W przedstawieniu Artura Tyszkiewicza w warszawskim Ateneum obserwujemy zmagania młodego, ambitnego Skrzypka (Tomasz Schuchardt). Jego bezkompromisowość w dążeniu do perfekcji, poświęceniu się sztuce wysokiej przyczynia się do całkowitej izolacji od realnego świata. Sprzyja temu także toksyczna Matka (zagrana brawurowo przez Magdalenę Zawadzką), przez którą czuje się całkowicie zdominowany. Tyszkiewicz tę podległość podkreślił już w pierwszej scenie, gdy słowa miłości do kobiety Skrzypek wypowiada nie do Flecistki (Emilia Komarnicka), lecz wyobrażającego ją manekina.
Jednym z mitów dotyczących sztuki wysokiej jest postać Paganiniego (świetny Dariusz Wnuk), która – dzieląc się swym geniuszem – znakomicie się odnajduje w dzisiejszej rzeczywistości jako Rzeźnik.
Pokazem aktorskiego mistrzostwa jest Dyrektor Filharmonii w wykonaniu Piotra Fronczewskiego.
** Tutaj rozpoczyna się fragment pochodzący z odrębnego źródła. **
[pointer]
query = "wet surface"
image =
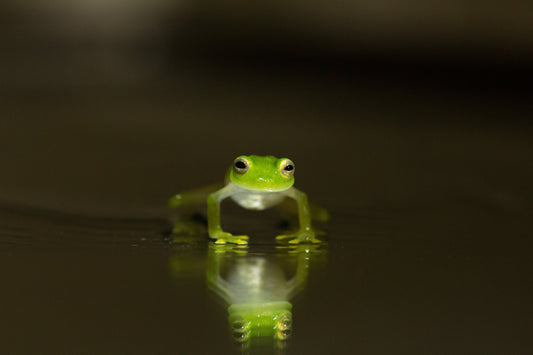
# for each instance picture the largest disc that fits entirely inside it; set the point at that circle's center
(428, 249)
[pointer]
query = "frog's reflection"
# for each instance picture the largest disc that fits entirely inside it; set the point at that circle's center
(257, 287)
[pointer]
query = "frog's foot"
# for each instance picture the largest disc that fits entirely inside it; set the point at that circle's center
(302, 236)
(188, 227)
(224, 237)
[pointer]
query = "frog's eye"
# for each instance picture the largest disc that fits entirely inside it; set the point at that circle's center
(241, 165)
(287, 168)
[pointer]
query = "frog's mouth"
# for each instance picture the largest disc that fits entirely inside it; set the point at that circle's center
(262, 187)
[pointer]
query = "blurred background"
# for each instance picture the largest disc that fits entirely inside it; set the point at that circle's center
(103, 98)
(408, 120)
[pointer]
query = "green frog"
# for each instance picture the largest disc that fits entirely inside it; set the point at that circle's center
(257, 183)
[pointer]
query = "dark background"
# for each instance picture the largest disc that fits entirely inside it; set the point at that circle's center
(408, 121)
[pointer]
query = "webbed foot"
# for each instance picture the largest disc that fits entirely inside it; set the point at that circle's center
(302, 236)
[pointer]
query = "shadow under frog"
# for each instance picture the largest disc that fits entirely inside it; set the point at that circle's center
(256, 288)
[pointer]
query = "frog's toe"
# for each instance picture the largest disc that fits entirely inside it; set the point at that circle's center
(296, 241)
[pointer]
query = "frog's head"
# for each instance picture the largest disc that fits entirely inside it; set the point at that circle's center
(272, 319)
(262, 173)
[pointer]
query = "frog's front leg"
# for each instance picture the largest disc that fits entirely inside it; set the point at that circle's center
(213, 218)
(305, 233)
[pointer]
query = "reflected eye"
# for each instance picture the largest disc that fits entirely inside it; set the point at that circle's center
(239, 324)
(284, 322)
(241, 165)
(287, 168)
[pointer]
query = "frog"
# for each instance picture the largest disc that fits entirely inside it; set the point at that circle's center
(256, 183)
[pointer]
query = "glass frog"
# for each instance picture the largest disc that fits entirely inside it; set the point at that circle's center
(257, 183)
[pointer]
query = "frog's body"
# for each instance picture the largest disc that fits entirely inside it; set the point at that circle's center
(256, 183)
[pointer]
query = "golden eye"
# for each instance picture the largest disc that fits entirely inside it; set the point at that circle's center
(241, 165)
(287, 168)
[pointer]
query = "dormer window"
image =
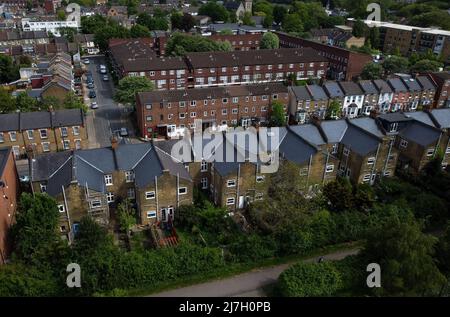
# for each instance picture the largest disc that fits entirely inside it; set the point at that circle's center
(393, 127)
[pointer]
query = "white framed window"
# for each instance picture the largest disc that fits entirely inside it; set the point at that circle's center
(108, 180)
(131, 193)
(13, 136)
(66, 144)
(329, 168)
(109, 197)
(204, 182)
(150, 195)
(371, 160)
(403, 144)
(45, 146)
(96, 203)
(129, 176)
(346, 151)
(43, 133)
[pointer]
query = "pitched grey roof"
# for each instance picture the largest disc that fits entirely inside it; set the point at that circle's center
(369, 125)
(333, 89)
(359, 141)
(382, 86)
(425, 83)
(317, 92)
(9, 122)
(334, 130)
(442, 117)
(397, 85)
(368, 87)
(301, 93)
(88, 167)
(420, 133)
(295, 149)
(350, 88)
(4, 156)
(420, 116)
(412, 84)
(309, 132)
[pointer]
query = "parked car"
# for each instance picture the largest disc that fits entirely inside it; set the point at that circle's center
(123, 132)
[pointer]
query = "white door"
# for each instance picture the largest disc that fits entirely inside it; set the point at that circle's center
(241, 202)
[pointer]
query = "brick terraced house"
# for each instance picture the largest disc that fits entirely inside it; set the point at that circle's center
(43, 131)
(91, 182)
(167, 113)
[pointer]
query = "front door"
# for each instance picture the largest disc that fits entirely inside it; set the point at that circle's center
(241, 202)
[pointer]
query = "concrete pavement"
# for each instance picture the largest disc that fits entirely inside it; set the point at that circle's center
(248, 284)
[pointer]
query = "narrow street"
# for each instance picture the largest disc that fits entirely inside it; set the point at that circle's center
(110, 116)
(250, 284)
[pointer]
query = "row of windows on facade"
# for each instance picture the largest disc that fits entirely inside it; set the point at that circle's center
(193, 103)
(43, 133)
(193, 114)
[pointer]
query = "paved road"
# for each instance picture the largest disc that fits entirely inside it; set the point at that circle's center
(248, 284)
(109, 117)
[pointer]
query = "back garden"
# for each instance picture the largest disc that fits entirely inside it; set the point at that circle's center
(401, 224)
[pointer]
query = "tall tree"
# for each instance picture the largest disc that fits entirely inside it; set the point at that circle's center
(129, 86)
(405, 256)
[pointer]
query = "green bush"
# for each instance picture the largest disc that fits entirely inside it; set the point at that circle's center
(310, 279)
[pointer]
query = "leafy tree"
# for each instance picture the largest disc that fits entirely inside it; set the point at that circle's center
(8, 70)
(279, 12)
(405, 256)
(277, 114)
(126, 215)
(333, 110)
(426, 66)
(35, 232)
(292, 23)
(372, 71)
(129, 86)
(215, 11)
(247, 19)
(72, 101)
(138, 30)
(339, 194)
(395, 64)
(182, 21)
(359, 28)
(270, 41)
(7, 103)
(310, 279)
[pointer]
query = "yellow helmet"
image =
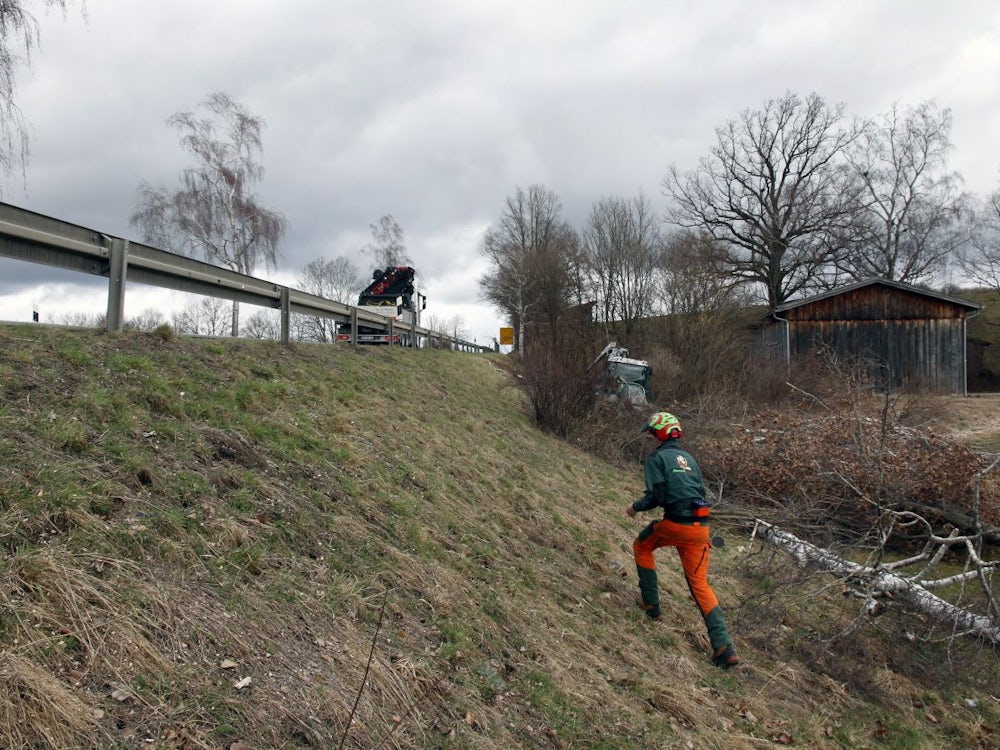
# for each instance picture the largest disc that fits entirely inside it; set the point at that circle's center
(664, 426)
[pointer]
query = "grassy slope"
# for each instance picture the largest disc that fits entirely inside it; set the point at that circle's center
(179, 515)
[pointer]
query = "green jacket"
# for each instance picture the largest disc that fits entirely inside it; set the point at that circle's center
(673, 482)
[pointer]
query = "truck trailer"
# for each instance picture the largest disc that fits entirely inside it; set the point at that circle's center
(393, 295)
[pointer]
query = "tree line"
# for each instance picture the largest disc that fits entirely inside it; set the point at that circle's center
(792, 198)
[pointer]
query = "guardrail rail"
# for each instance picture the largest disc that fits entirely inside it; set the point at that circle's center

Tylko z pozoru obserwujemy tu przemianę układnego urzędnika w neofitę „nowego brutalizmu". Tak naprawdę zachęca on do refleksji nad kondycją współczesnej sztuki.
Nie bez cienia ironii przypomina, że przywykło się szukać w niej „prawd ostatecznych". Ale zwraca też uwagę, że wielokrotnie przegrywa ona w konfrontacji z życiem, śmiercią czy cierpieniem. Przestrzega przed sztuką, która może się zamienić w ideologię, i artystą twierdzącym, że głosi jedyną prawdę.